German shipping company Hapag-Lloyd and speciality chemical company Evonik have switched to defined contribution (DC) plans for their employees.
Hapag-Lloyd has replaced “provision-based” defined benefit (DB) plans with one DC plan taking into account inflation, modern and dynamic employment relationships, Jorge Terradas, the company’s senior director labour relations and HR services, disclosed during the Handelsblatt occupational pension forum in Berlin this week.
“We wanted [to introduce] a dynamic and flexible system accompanying the employees from the start to a leading [employment] position, but also for people working onshore,” he added.
The previous pension plan was split in two, one contract for senior people and captains, and one for employees working onshore.

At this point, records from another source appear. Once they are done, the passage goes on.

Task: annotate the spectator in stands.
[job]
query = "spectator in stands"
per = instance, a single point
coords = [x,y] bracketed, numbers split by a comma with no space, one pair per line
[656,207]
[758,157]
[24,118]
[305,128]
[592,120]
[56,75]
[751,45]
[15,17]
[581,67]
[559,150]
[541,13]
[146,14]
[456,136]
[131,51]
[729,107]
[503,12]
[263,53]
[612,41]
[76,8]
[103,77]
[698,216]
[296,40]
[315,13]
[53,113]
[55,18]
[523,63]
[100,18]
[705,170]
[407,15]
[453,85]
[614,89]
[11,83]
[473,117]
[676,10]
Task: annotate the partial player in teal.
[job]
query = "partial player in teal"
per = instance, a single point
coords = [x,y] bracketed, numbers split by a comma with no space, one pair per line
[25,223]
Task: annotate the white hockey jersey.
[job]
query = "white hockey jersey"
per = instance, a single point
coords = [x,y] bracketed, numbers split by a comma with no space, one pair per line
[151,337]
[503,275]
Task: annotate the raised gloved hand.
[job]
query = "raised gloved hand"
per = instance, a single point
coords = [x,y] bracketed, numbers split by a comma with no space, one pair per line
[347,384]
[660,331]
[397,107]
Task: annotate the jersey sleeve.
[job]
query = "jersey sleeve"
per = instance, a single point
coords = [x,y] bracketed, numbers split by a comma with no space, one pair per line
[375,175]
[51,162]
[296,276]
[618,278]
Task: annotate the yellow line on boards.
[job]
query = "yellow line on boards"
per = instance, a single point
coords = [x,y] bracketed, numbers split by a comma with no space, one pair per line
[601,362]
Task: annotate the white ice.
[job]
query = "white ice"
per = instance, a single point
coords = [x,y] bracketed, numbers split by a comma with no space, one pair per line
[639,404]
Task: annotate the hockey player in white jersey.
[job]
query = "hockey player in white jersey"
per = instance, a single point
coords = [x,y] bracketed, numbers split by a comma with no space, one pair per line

The company designed both plans as direct promises (Direktzusagen), paid out as a lifelong occupational pension without deferred compensations allowing employees to pay a share of their wages into the plan.
Existing occupational pension contracts for senior people and captains will remain in place, despite the DC switch, while the company is freezing entitlements from the older plan of employees working onshore and sailors, according to the presentation.
“We have [also] decided that won’t be paid as an occupational pension in the new system,” Terradas said.
Instead, Hapag-Lloyd has opted to stagger pension payouts in a maximum of five instalments, a decision that did not meet the resistance of the work council, he added.
Mercer advised Hapag-Lloyd in designing the new DC scheme with the possibility of deferred compensations, employer contributions, and matching contributions, that now apply to all hierarchical levels, he said.
Assets are kept in an external contractual trust arrangement (CTA) and invested via Fidelity’s life cycle funds, according to age groups, and without employees being able to choose the funds, Terradas explained.
Separately, Evonik has moved to offer its employees a capital market-oriented direct promise in the form of a DC plan, for the same reasons as Hapag-Lloyd, Barbara Schneider, benefits consultant at Evonik, said at the event.
The company’s new plan takes the form of a pension promise calculated on the amount of contributions paid by the employer and the employees – so-called Beitragsorientierte Leistungszusage (BoLZ) – with an 80% guarantee on contributions paid, according to Schneider’s presentation.
Assets are held in a CTA and invested via Allianz’s dynamic multi-asset strategy funds and money market funds, she said.
Evonik has switched to a DC scheme after a request by the financial regulator BaFin to close down RUK 18, a combination of Pensionskasse and a support fund (Unterstützungskasse).